Lorsque l'étape est accomplit,

et que nos envies,

sont parties,

tu nous laisses un répit.






La forme de Dieu

(Mon sixième poème pour Dieu)


Le Dieu éternel,

voyant plus loin que notre approche charnel,

se cachant partout,

et non pas au font d'un trou.


Puissant tu es,

discret tu es,

bienveillant,

même dans nos tourments.


Ta forme est l'invisible,

car tu veux laisser croire que nous sommes libres,

tu nous comprends,

dans nos trous errant.


Roi des Rois,

personne n'est comme toi,

car tu dépasses notre entendement,

par tes choix écoeurant !






Le Dieu plan de Surprise

(Mon septième poème pour Dieu)


Dieu l'écrivain,

tu ne nous écrit pas des histoires de marin,

au contraire,

elle ne cesse de nous plaire.


Ton plus grand récit,

c'est celle de nos vie,

un jour tu nous fais pâtir,

le lendemain tu reviens pour nous épanouïr.

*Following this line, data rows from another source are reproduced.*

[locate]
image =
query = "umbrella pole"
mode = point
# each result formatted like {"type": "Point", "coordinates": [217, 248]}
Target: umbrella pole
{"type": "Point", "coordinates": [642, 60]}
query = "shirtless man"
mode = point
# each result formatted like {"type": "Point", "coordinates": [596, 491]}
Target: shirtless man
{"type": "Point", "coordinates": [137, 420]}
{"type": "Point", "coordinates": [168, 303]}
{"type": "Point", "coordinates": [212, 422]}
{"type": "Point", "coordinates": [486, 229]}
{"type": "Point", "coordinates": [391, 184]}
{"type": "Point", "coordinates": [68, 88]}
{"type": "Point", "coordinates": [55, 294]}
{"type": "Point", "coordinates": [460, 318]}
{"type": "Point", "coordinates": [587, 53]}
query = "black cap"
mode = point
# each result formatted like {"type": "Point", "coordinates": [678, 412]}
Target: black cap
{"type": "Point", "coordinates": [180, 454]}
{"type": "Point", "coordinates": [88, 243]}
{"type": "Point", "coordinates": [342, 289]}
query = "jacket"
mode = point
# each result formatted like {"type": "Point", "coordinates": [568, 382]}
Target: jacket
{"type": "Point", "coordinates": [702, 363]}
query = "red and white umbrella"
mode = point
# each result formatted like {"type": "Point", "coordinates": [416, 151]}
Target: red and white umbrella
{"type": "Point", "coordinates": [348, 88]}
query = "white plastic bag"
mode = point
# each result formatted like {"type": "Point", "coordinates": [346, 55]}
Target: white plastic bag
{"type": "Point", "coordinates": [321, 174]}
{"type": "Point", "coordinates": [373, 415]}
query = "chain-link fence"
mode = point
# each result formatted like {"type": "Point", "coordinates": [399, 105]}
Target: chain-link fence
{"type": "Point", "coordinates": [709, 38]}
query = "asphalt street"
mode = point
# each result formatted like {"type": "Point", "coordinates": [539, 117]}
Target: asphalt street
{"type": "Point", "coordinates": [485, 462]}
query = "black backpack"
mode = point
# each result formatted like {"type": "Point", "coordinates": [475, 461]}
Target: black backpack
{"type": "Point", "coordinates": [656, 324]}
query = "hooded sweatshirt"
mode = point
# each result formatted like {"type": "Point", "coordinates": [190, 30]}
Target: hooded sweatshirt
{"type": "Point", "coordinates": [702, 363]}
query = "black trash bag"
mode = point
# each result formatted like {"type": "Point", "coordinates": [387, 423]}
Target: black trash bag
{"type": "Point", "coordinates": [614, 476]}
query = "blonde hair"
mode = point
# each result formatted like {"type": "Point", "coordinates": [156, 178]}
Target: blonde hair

A un instant nous avons envie de mourir,

brusquement tu viens nous faire rire,

tu nous fais frémir,

puis tu nous revire.


Que dire de plus,

sur nos buts,

sur le Jésus "peace",

sinon qu'il est plein de surprise.






L'honneur d'être prophète

(Mon huitième poème pour Dieu)


Dieu le fidèle alliée,

comme peut en témoigné,

de nombreux prophètes,

n'ayant connu aucune défaite.


car tu étais à leur côté,

sens jamais les abandonnées,

ne serait-ce qu'un matinée,

encore moins une journée.


Tu n'as cessé de les aimer,

tu les as constamment purifié,

pour que la vérité puis s'exprimer,

selon ta volonté.


Tu aimes tant donnée,

quand ces mérités,

que tous tes prophètes,

avait la force de myriade d'amulettes.






Le Père

(Mon neuvième poème pour Dieu)


Dieu le seul Père,

tu nous laisse entre les mains des éphémères,

lorsqu'on ne veut comprendre,

ou entendre.


Puis tu reviens en chasseur,

pour éliminer nos peur,

car l'as-tu nous fait apprendre,

et tu es tendre.


Nos ennemis,

semble petit,

car ils sont subtile,

mais pas inutile.


Car comment pourrais-tu,

que par la vertu,

nous montrer,

ce que l'on n'a jamais visité.






Dieu nous offrant un Royaume

(Mon dixième poème pour Dieu)


Dieu l'unique à sa grandeur,

plein d'ardeur,

s'efforçant de construire,

plutôt que détruire.


Tu veux nous faire partager,

des vues bien plus immenses que la simple voie lactée,

comment l'expliquer ton paradis,

nous étant promis.


ta Jérusalem,

ne sera plus un harem,

la guerre,

ne pourra plus se faire.


L'extrême sept,

est comme un septe,

venant nous cueillir,

et à laquelle on ne peut que se réjouïr.